Ian McCulloch ianmcc at physics.uq.edu.au
Sat Jan 26 11:21:44 GMT 2019


On Sat, 26 Jan 2019, Alexander E Holroyd wrote:

> In my view this whole discussion typifies the way the framing and 
> approach is all wrong.  (I appear to be in a minority here among those 
> who tend to discuss these things, although not necessarily among the 
> wider ringing world).
>
> There is no need for a formal definition of "spliced", any more than 
> there is for terms like "tail end" and "tower outing".
>
> Spliced refers to a piece of change ringing composed of more than one 
> method.  That is all anyone should ever need.

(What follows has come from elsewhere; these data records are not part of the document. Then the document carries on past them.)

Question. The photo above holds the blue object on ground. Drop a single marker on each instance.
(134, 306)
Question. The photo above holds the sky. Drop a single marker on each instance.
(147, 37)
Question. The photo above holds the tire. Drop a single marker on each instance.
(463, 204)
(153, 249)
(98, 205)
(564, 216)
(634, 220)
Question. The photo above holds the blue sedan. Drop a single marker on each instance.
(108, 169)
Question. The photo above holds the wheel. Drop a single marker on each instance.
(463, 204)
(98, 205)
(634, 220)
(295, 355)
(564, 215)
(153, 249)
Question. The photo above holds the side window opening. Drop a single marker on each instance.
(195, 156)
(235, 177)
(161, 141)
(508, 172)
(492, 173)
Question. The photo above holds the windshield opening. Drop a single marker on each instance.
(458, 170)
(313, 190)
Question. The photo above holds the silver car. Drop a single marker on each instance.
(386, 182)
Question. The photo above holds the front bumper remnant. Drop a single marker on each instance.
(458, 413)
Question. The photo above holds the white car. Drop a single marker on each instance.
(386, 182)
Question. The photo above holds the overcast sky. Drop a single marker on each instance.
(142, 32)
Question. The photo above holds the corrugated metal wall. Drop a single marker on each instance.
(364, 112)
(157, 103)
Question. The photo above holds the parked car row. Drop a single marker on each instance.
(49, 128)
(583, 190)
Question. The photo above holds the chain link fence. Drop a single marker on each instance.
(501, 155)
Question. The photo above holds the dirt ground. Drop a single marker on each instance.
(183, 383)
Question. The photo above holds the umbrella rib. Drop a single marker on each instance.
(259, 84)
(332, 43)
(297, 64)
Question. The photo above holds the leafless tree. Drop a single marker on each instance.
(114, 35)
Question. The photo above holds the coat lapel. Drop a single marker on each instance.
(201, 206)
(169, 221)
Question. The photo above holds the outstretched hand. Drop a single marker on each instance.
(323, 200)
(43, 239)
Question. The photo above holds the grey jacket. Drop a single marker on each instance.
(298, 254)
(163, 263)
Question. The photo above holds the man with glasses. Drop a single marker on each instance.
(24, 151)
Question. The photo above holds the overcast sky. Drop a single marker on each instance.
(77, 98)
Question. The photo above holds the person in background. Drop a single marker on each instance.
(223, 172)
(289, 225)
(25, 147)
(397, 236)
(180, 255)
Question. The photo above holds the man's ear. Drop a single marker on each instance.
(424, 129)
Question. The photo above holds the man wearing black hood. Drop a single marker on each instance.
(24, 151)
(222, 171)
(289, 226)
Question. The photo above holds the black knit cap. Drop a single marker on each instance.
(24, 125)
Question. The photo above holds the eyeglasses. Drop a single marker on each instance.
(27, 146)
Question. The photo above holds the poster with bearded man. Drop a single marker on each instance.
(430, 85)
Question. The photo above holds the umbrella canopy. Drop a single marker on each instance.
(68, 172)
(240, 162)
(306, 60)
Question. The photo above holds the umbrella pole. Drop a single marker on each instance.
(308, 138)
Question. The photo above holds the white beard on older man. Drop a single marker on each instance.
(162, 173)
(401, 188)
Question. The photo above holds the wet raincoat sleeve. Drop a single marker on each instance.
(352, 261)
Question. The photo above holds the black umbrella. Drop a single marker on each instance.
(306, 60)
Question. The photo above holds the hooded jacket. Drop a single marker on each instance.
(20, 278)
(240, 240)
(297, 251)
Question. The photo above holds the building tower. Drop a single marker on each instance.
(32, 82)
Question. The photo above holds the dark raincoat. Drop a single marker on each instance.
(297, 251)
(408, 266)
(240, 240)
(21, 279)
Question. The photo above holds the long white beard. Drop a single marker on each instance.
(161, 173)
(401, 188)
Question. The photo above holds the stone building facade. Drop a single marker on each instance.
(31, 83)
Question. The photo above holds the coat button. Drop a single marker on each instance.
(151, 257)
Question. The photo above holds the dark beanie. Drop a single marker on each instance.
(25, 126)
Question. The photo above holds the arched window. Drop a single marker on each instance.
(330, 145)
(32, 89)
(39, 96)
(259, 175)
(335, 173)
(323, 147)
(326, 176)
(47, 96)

But this is a formal definition:  "Spliced" == "a piece of change ringing 
composed of more than one method".  Using that definition, I can 
categorise any piece of ringing into either spliced or not spliced.  (Of 
course some thing can be described in multiple ways, and it is possible 
that one description might qualify as "spliced" but another does not. 
This is inevitable.)

I simply don't understand your comparison to tower outings.  If you 
really wanted to NOT define what "spliced" mean, then any piece of ringing 
may be called "spliced", at the whim of the band that rings it.  But that 
doesn't seem to be what you are proposing.